No-fault divorce has intensified conflict between spouses, rather than reducing it, a family lawyer has reported.
James Grigg, Partner and Head of Family Law at HCR Law, told The Law Society Gazette that allowing couples to divorce without a reason has led to an increase of irrelevant financial claims, which often fuel, rather than quash, animosity.
The Divorce, Dissolution and Separation Act came into effect in 2022. Under the law, couples can divorce in six months and a spouse cannot contest the decision. According to the Ministry of Justice, only a quarter of divorce applications are submitted by both spouses.
‘Healing process’
Grigg explained: “Previously, being able to apportion blame at the start of the process by citing a spouse’s adultery or unreasonable behaviour was important to many people on a psychological level, serving as a therapeutic step in the healing process.
“The removal of fault in the divorce regime, as a legal concept, is straightforward. However, removing it from the human psyche is far more complicated.”
He emphasised that changing the law has “led to more spouses littering financial statements with allegations of bad behaviour which, invariably, have no impact or relevance on the financial settlement.
“This is happening more than we saw under the old system and it often fuels animosity, resulting, ironically, in increased costs and delays.”
Family breakdown
Campaign group Coalition for Marriage (C4M) said the comments expose promises that introducing no-fault divorce would end the “blame game”.

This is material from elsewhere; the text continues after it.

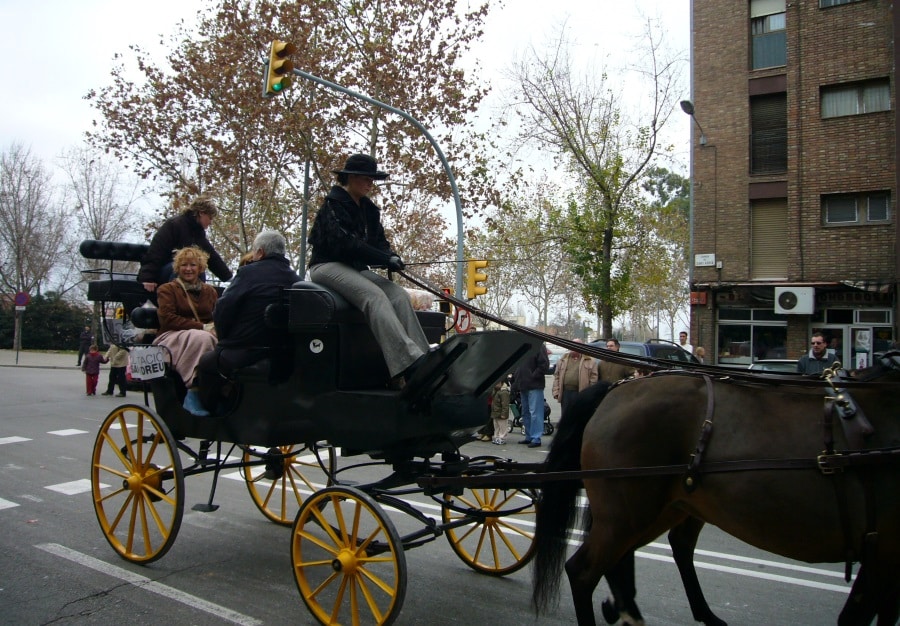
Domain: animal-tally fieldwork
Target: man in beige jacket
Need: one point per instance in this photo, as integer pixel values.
(574, 372)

The pro-marriage group noted that adult children of divorced parents “often describe the lasting tug-of-war of living between two homes and the emotional fall-out that follows them into their own relationships”, while studies have reported that such children suffer worse physical health and emotional wellbeing than those of married parents.
C4M emphasised that the Government should “promote efforts to keep marriages together, not make it easier to tear them apart”.
Separation
Before no-fault divorce came into effect in 2022, anyone wanting to divorce their spouse had to prove their marriage had irretrievably broken down through either adultery, unreasonable behaviour, desertion, or separation for two years with their spouse’s consent, or five years without.
The current law includes a statutory 20-week period that the Ministry of Justice described as an opportunity for couples “to reflect and turn back”.